DRAMATIC images of the last unexplored world in the solar system have flooded the nation’s consciousness this week.

But in all the excitement of NASA’s New Horizons spacecraft completing a flyby of Pluto, it’s easy to forget where the dwarf planet first got its name.

At a breakfast table in North Oxford back in 1930, the 11-year-old Venetia Phair, then Venetia Burney, was shown an article in The Times about the unnamed frozen planet by her grandfather, Falconer Madan, the retired librarian at the Bodleian.

Young Venetia had enjoyed studying the Greek and Roman myths at school and suggested the planet be named Pluto after the Roman god of the underworld.

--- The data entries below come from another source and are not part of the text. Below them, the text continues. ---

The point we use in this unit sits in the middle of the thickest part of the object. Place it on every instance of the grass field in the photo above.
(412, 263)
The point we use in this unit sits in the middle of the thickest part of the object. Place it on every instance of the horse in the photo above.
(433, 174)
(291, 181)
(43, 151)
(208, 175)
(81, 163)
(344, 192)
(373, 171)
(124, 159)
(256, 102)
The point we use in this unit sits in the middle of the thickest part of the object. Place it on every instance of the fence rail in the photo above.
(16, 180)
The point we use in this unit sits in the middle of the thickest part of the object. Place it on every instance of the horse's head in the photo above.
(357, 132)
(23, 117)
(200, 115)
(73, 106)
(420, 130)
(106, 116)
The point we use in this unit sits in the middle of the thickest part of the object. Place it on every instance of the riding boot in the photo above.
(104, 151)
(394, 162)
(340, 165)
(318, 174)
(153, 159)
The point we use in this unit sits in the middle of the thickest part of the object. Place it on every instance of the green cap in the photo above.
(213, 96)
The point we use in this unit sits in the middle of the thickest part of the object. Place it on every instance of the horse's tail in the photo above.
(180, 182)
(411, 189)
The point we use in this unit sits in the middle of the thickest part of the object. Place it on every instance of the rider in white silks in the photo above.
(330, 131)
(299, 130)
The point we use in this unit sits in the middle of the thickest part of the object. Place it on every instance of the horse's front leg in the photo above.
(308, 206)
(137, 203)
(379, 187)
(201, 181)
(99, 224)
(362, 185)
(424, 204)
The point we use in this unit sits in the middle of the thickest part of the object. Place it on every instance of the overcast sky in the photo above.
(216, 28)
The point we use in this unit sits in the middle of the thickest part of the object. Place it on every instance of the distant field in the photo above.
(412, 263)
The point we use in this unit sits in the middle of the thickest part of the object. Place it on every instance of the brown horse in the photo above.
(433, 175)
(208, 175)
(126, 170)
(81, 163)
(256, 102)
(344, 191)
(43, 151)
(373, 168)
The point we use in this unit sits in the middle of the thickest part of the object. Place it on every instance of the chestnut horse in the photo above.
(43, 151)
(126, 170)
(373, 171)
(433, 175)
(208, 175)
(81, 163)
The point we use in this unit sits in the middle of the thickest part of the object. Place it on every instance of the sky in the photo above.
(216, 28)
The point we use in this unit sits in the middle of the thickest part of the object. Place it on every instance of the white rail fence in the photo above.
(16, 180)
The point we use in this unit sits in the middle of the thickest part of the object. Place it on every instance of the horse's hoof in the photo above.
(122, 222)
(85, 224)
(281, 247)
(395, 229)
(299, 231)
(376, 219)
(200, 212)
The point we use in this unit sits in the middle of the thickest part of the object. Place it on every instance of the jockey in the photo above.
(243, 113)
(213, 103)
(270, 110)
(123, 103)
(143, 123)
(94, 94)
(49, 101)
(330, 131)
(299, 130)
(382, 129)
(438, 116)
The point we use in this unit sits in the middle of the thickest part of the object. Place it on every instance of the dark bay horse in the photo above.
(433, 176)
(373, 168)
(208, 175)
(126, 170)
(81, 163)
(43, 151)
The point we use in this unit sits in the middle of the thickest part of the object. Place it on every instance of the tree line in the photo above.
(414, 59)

Ginita Jimenez, who years later directed a documentary on Mrs Phair’s life, Naming Pluto, said: “Pluto was the most obvious choice, but it took an 11-year-old to think of it.”

Her grandfather put it to his friend Herbert Hall Turner, a professor of astronomy at Oxford University, who presented it at a meeting of the Royal Astronomical Society in London. It stuck, and Mrs Phair and her school were given £5 each as a reward.

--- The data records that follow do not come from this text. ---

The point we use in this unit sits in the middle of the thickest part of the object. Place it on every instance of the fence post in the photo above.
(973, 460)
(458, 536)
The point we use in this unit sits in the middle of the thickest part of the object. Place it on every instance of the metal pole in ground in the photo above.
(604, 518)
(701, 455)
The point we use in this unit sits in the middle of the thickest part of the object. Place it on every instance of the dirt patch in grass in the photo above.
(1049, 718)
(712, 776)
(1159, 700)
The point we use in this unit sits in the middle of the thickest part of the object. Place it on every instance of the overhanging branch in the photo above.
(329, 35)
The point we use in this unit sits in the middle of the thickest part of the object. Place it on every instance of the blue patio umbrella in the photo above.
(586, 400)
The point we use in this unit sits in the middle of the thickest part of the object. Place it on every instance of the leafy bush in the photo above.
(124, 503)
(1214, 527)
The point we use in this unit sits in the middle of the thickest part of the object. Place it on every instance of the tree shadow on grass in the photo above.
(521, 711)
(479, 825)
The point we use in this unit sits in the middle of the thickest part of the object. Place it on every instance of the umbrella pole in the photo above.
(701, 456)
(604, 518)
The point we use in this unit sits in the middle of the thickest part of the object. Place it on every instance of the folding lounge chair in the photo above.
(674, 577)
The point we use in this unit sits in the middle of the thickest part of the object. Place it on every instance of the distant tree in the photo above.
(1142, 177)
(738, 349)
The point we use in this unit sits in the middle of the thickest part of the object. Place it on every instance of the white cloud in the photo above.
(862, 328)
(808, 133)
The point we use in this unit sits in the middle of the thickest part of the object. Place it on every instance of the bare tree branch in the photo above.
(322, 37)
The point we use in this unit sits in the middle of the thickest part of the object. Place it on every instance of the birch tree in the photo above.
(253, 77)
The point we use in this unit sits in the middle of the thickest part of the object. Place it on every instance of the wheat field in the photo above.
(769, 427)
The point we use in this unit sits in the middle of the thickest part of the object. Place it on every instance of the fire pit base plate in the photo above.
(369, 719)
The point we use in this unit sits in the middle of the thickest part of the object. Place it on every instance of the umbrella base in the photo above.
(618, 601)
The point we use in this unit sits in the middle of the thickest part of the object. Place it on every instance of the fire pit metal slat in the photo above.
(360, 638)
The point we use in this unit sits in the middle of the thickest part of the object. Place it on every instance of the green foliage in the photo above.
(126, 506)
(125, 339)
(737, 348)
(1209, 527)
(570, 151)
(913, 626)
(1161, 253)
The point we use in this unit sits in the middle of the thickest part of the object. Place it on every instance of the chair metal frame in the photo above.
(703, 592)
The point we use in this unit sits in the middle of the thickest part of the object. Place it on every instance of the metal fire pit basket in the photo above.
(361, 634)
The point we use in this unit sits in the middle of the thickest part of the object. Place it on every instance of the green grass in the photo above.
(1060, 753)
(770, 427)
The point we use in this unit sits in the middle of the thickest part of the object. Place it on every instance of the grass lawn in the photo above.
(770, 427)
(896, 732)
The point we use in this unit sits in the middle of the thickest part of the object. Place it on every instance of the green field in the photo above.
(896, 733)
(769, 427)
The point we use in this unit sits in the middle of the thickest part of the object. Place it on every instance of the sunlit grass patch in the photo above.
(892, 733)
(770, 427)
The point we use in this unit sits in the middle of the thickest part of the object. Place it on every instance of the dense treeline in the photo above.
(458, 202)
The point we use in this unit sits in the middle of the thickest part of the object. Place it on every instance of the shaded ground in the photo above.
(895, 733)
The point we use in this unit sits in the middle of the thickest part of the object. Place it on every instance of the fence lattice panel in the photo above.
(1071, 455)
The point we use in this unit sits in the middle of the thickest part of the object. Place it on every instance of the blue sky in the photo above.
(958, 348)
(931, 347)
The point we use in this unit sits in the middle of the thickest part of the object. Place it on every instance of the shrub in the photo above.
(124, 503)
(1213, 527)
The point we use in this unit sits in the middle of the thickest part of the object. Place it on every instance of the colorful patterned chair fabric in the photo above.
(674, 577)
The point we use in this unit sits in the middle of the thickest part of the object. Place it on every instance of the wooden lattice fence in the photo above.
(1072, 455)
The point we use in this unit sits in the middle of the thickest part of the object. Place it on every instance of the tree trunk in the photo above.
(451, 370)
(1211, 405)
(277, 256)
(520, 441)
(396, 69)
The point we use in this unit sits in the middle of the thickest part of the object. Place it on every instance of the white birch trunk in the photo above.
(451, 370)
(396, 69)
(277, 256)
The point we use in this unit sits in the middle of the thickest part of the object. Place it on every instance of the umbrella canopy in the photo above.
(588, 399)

Mrs Phair went on to study maths at Cambridge University and became an economics teacher, avoiding the limelight up until her death in 2009.

Ms Jimenez, who met Mrs Phair to film the documentary a year earlier, said: “She was very private and modest about her contribution to astronomical history.

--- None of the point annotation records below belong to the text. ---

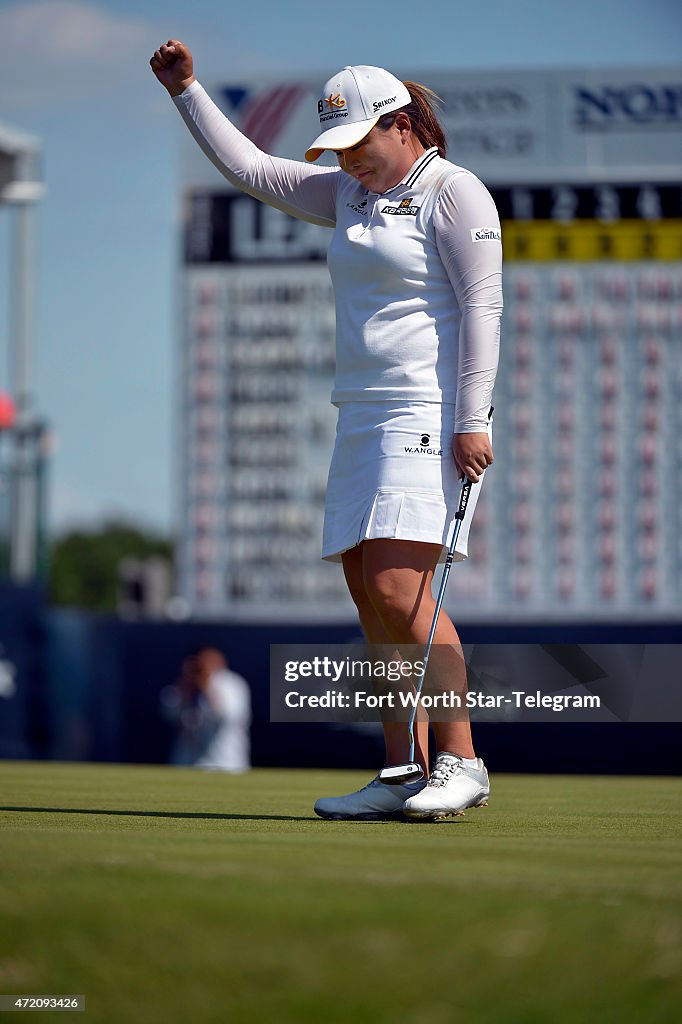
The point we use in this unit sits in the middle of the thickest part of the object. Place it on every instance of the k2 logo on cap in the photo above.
(332, 102)
(485, 235)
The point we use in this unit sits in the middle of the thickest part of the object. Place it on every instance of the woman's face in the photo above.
(381, 159)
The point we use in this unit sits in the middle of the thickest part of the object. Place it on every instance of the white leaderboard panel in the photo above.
(582, 514)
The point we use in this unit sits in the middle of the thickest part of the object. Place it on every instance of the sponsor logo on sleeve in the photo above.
(485, 233)
(405, 209)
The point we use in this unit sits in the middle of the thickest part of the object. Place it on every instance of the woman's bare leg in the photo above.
(395, 733)
(397, 578)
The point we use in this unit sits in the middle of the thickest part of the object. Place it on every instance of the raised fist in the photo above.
(173, 66)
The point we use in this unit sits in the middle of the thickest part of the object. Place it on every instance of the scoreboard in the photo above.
(581, 515)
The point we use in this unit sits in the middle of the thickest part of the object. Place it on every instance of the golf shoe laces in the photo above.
(445, 766)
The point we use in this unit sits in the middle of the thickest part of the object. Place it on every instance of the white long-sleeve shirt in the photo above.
(417, 270)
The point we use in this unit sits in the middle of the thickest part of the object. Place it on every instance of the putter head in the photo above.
(399, 774)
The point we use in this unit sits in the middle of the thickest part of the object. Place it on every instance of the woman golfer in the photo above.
(416, 263)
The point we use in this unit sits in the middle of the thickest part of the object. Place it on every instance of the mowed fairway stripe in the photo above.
(171, 895)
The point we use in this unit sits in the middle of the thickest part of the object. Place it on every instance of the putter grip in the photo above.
(464, 500)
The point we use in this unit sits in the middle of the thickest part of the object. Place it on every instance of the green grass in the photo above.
(167, 895)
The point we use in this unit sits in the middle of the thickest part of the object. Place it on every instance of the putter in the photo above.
(412, 772)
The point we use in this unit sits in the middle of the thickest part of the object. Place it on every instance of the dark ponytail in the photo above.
(422, 114)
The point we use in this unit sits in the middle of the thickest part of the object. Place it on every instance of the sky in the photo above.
(75, 74)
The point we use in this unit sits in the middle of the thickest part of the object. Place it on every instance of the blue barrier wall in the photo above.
(88, 688)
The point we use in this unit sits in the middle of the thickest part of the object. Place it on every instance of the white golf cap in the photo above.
(351, 102)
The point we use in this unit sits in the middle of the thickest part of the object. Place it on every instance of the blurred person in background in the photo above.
(211, 708)
(416, 263)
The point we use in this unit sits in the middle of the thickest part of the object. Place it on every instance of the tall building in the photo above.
(581, 515)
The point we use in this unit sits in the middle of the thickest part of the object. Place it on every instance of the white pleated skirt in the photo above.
(393, 475)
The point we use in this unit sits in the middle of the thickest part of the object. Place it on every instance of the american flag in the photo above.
(262, 116)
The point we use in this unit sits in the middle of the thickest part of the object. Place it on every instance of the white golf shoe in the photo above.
(453, 786)
(373, 803)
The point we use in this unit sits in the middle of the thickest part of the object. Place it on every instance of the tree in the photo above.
(84, 564)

“In 2008, she had never seen or been shown the planet on a telescope. I made it my mission to make sure we did, and it was wonderful.

“She was incredibly generous with her time. I met her in the ‘closing chapters’ and she was lovely and warm.”

Colin Harris, superintendent of reading rooms at the Bodleian Library, confirmed Venetia’s story was true.

Also the vice-president of the Oxfordshire Family History Society, he added: “Her grandfather was the librarian, but her great uncle, Henry George Madan, named the two moons of Mars – Phobos and Deimos. The family has a good planet-naming tradition.”

For the first time in history, Pluto’s surface is being mapped out by photos from the New Horizons probe, which travelled 3.6 billion miles to reach its destination.

Images show a smooth surface with lumpy terrain and huge mountains made of ice.

Hayley Flood, head scientist at Space Studio Banbury, said: “It’s one of the most significant things we have done in astronomy since the Voyager fly-bys and Pluto has a place in many people’s hearts. The students are very excited.”